Since it was obvious that this change would be an almost epic endeavour, we started thinking about it and prototyping already beginning of 2019. For those of you who don’t understand the scope of what we needed to do feel free to picture a high-rise apartment building with people living inside for which the basement not only needs to be renovated but basically recreated to add underground parking space. Not impossible, but a lot of work!
Serious development started in October 2019. Obviously, the first thing we did was setting up a Sablono project. By constantly tracking our own KPIs on app.sablono.com we were able to forecast our current performance to decide how much additional feature development was feasible while still being able to meet the deadline. It also gave us the possibility to communicate clearly to our stakeholders which features need to be delayed until Q2-2020. Luckily, our roadmap changes were met with a great understanding for our situation.
The next big chapter started mid-March 2020 when Corona (Covid-19) hit Europe and our team moved to home office all at once. As most IT companies luckily, we were prepared for home office work even though having a couple of people joining remotely every once in a while is a whole different thing than moving a whole team to remote collaboration from one day to the other. New meetings were established to coordinate each other and the high-pressure work that we were used to during the last months continued as if nothing had happened. “Business as usual” was not an option but a must for us.
As you all know, all that hard work paid off when we were finally able to release Sablono 4.0, Today app 2.0 and Inspect app 1.8 in the night from 15-16/04/2020. I think our feelings are best described by a quote of our CTO Mathias (00:18am on MS Teams) who wrote after “pressing the buttons”:
I have to say an incredible moment. So much effort, hundreds of thousands of lines of code, half a year, a completely new server application and now it is starting to run. I almost have to cry – but no – it’s time for a high five!

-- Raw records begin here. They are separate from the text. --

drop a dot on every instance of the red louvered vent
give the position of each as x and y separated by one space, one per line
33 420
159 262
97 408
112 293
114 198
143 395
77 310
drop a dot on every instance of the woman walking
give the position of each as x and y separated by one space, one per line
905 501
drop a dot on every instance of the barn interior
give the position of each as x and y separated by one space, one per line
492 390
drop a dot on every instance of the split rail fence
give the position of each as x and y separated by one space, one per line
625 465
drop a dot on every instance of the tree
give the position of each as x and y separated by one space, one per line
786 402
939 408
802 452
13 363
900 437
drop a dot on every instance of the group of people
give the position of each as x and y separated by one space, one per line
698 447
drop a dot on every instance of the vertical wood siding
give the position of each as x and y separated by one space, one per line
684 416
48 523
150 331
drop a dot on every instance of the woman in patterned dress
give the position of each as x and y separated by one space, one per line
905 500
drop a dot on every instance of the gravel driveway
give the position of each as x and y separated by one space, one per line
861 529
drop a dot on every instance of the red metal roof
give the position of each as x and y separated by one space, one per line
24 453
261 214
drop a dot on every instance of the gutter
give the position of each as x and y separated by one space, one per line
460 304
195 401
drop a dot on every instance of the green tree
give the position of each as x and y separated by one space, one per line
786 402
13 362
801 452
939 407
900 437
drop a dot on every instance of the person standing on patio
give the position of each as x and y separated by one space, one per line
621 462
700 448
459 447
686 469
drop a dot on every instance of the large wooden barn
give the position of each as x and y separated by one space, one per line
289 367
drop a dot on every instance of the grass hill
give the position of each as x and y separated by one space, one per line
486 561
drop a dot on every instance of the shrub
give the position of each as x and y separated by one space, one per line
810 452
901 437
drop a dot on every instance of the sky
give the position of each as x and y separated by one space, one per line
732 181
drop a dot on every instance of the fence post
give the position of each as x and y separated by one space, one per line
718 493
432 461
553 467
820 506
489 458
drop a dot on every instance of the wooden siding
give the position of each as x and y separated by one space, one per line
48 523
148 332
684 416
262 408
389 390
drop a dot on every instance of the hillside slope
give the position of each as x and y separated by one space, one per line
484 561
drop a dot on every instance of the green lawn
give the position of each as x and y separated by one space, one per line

Coming back to my initial question – I am going on about the fact that Sablono is now once again running on a state-of-the-art infrastructure. If you did not notice the last release that is actually a very good sign for us since it means that after rebuilding the basement the high-rise still stands and works as expected. We are very excited about having been able to develop and deploy this update successfully and look forward to all the improvements which will be possible in the future based on the hard work put into our system over the last six months!
Thanks again to our team for pulling it off and to all our clients who understood that this has priority over the next feature. Don’t worry, those features will come soon as well!